We looked at the landscape and saw that we were the leading manufacturer and the leading presence in the exhibition market, and Dolby was coming out with what we believe to be the best immersive-sound offering. So we came together and decided to maintain the leadership of both companies; it made sense for us to join forces and continue this journey with Dolby.
by Damian Wardle, VP of Worldwide Theatre Technology & Presentation, Cinemark
In 1985, while most of us were enjoying Back to the Future and its creation of a DeLorean time machine, Camille Rizko was busy unknowingly creating the future of digital cinema by establishing Doremi Laboratories Inc. Today, with Doremi celebrating 30 years as a global presence in the theatrical industry, it is only fitting that Camille is being recognized in the BOXOFFICE Hall of Fame for all he has done for the industry.
Camille was born and raised in Beirut, Lebanon, but he moved to France to attend universities in Nice and later Paris, where he received an engineering degree from what is known today as Centrale-Supélec.
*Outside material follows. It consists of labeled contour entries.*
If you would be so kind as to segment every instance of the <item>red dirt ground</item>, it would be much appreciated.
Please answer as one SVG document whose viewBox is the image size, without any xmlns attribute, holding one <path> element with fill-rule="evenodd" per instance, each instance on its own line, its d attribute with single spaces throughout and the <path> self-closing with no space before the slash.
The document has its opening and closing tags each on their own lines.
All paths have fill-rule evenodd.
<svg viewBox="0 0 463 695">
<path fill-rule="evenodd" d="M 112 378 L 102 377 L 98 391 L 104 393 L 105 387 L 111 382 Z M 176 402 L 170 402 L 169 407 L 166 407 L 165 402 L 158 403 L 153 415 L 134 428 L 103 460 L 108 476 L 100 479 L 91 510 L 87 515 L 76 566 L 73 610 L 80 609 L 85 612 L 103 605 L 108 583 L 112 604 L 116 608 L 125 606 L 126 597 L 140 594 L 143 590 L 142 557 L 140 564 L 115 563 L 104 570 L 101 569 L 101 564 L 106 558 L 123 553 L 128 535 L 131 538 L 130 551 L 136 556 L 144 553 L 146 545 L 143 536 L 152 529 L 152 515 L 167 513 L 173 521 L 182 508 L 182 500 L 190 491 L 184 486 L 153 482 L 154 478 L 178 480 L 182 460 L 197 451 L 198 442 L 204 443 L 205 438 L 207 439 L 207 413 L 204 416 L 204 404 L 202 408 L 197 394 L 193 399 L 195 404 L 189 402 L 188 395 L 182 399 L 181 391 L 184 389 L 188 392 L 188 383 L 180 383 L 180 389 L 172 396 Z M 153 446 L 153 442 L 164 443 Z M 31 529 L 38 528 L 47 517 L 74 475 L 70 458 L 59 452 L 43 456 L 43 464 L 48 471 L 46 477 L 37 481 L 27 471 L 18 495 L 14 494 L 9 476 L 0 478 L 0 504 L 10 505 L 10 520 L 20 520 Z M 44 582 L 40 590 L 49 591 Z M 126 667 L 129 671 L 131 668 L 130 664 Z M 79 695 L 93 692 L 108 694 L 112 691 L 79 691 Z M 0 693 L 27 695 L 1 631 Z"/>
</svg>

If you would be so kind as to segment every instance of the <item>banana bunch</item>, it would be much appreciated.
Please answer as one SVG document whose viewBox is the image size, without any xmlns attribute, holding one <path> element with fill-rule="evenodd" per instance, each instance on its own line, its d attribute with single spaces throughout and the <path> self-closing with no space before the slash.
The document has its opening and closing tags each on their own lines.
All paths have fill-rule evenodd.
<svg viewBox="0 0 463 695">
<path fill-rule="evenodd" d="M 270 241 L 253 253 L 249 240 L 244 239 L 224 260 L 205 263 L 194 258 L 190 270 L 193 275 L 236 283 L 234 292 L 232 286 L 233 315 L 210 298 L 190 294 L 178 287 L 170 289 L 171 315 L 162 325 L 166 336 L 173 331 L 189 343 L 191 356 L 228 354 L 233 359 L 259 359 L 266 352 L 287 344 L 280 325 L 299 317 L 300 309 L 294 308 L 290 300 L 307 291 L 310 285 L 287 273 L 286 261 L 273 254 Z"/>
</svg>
Camille then relocated to Southern California, where he earned an MBA at UCLA. It was during his tenure at UCLA that Camille's entrepreneurial streak started and where he introduced himself to the cinema industry by becoming a distributor for post-production devices.
After graduating, Camille literally started Doremi from his garage. (Note to self: that is probably why he is so crazy about cars today.) It wasn't much later that his brother, Emil Rizko, and Safar Ghazal joined him in the business. After asking himself, "What can I do for this industry?" Camille introduced his first product, the DAWN (Digital Audio Workstation Nucleus), an audio editing device with the capability to play eight high-quality audio tracks from one hard disk. However, it was the debut of the V1 in 1994 that put Doremi on the map. Camille conceived what would be considered the first DVR, turning his successful start-up into a global company and opening facilities in France and Japan. It was Camille's design that replaced the commonly used VCR.
Camille's experience with the V1 and other video products gave him a tremendous springboard into digital cinema. In 2004, working from a request from Texas Instruments, Doremi created a server for the emerging digital cinema market. Under Camille's leadership, Doremi produced the DCP-2000 Digital Cinema Player and the DMS-2000 Digital Mastering Station, both JPEG2000 compression projects. After Camille's demonstration of a playback of a DCP at CineEurope in 2005, Doremi received thousands of orders.
In 2009, when exhibitors were opting for a 4K digital solution, Camille led the charge with TI and Barco to develop a 4K DLP solution with the first 4K integrated media block (IMB) in the market. After this accomplishment, Doremi simply dominated the digital cinema server market.
In all the years I have known Camille, I've always been impressed at his ability to balance what the customer wants with what he envisions for the future of the industry. When he is challenged with a product request, one can literally see the ideas flowing in his mind. The attention he pays to his customers' needs and his willingness to be flexible in such a changing industry are invaluable. No matter how large Doremi grew, Camille's leadership and vision still remained the rudder that steered the company toward success.
It's hard to pinpoint Camille's single greatest contribution to the industry. The answer will vary; studios may claim the V1 forever changed post-production, while exhibitors still delight in the creation of the DPC-2000 and the 4K IMB. However, one point is difficult to argue-Camille's mark on the industry is definitely significant. His creations touch hundreds of millions of moviegoers around the world each year. With the combined efforts now of both Dolby and Doremi, the digital entertainment sector can only expect more ingenious products and industry-leading technological innovations from the newly formed giant. Personally, I cannot wait to see what Camille creates next.